SoccerNet 2026 Player-Centric Ball-Action Spotting:Retraining and Post-Processing Extensions to the FOOTPASS Baselines

Source: arXiv:2606.09679 · Published 2026-06-08 · By Parthsarthi Rawat

TL;DR

This paper presents enhancements to the FOOTPASS baselines for player-centric ball-action spotting in broadcast soccer video, as part of the SoccerNet 2026 challenge. The task requires detecting which player performs which of eight action classes and when, under significant class imbalance (213:1 ratio of pass to tackle events). Building on three baseline models—TAAD, TAAD+GNN, and TAAD+DST—the author contributes four key improvements: gradient checkpointing to enable full fine-tuning of heavy video backbones within GPU memory limits; fusion of graph neural network (GNN) player interaction logits into the DST temporal decoder to integrate tactical context with visual features; square-root frequency class weighting to mitigate class imbalance without overfitting; and a complex post-processing pipeline including per-class logit gating, temporal refinement, jersey re-assignment, and ensemble inference. These extensions improve the Macro F1 score on the test set from 0.493 to 0.548 and reach 0.446 on the challenge evaluation server.

The methodology tightly integrates visual and graph-based player representations and addresses the large inter-class frequency gap, which causes rare classes like tackles and blocks to be poorly detected. The post-processing effectively curtails false positives on rare classes at the cost of some recall. However, domain shift between the test and challenge sets causes degradation in rare class performance due to overfitting thresholds. The paper provides detailed ablation showing roughly equal contribution of GNN fusion and class weighting, with additional gains from post-processing and ensembling.
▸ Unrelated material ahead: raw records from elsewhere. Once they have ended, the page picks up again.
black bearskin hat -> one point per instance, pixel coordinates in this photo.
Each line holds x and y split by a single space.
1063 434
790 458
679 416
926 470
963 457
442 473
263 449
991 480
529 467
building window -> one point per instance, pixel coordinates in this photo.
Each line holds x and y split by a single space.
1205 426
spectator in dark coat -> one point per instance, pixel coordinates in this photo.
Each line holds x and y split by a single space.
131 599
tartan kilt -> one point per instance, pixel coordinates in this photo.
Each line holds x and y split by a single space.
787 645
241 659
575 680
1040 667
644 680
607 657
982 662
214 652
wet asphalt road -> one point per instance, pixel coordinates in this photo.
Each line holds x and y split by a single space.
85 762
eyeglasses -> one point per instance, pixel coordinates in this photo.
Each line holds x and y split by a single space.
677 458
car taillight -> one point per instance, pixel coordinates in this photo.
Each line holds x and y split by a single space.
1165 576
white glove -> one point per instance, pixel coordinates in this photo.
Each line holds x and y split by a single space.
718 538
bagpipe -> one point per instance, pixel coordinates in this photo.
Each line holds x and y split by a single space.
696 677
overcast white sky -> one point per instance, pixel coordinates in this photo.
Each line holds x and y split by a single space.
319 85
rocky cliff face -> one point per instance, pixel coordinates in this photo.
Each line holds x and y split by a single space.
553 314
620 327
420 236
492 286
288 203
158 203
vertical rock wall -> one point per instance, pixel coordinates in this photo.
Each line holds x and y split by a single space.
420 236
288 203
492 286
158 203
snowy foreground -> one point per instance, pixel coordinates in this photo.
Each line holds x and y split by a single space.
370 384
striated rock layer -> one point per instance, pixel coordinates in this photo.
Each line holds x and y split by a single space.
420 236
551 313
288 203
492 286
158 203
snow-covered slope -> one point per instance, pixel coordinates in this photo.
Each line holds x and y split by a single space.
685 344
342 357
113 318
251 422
Per-class results highlight the persistent difficulty of long-tail classes in sparse event spotting.

Overall, this work demonstrates a practical approach to improve multi-agent spatio-temporal action spotting in sports broadcast by incorporating player interaction context, carefully balanced training, and tailored post-processing. It also reveals challenges in robustness under dataset shifts common in real-world annotation-scarce settings.

Key findings

  • Gradient checkpointing enabled full backbone fine-tuning at batch size 6 on a single 22GB GPU, improving model capacity.
  • Fusion of GNN logits with TAAD logits in the DST encoder raised test set Macro F1 from 0.493 to 0.505.
  • Square-root class weighting (wc = 1/√nc) improved Macro F1 further to 0.521, effectively addressing 213:1 pass-to-tackle imbalance.
  • Post-processing (per-class logit gating, temporal frame refinement, jersey re-assignment) increased Macro F1 to 0.535.
  • Ensembling GNN-DST (with class weighting) and Base-DST boosted final test Macro F1 to 0.548.
  • On rare classes, tackle F1 fell from 0.256 (test) to 0.056 (challenge), indicating overfitting of logit gating thresholds to test distribution.
  • Post-processing removed 57% of block false positives and 74% of tackle false positives while retaining all true positives on the test set.
  • Tracking limitations caused ~20% of ground truth events to lack bounding boxes, reducing player identification accuracy.

Threat model

The adversary is an automated system tasked with detecting player actions accurately from broadcast soccer videos, challenged by occlusions, player tracking errors, and highly imbalanced event frequencies. The defender cannot statistically eliminate all false positives, especially for rare classes, and cannot rely on perfect player bounding boxes or uniform data distribution.

Methodology — deep read

The threat model centers on automatically detecting player-centric actions from broadcast soccer footage, challenged by noisy video data, multi-agent interactions, sparse events, and extreme class imbalance. The goal is to predict (action, player, frame) triplets for eight action classes.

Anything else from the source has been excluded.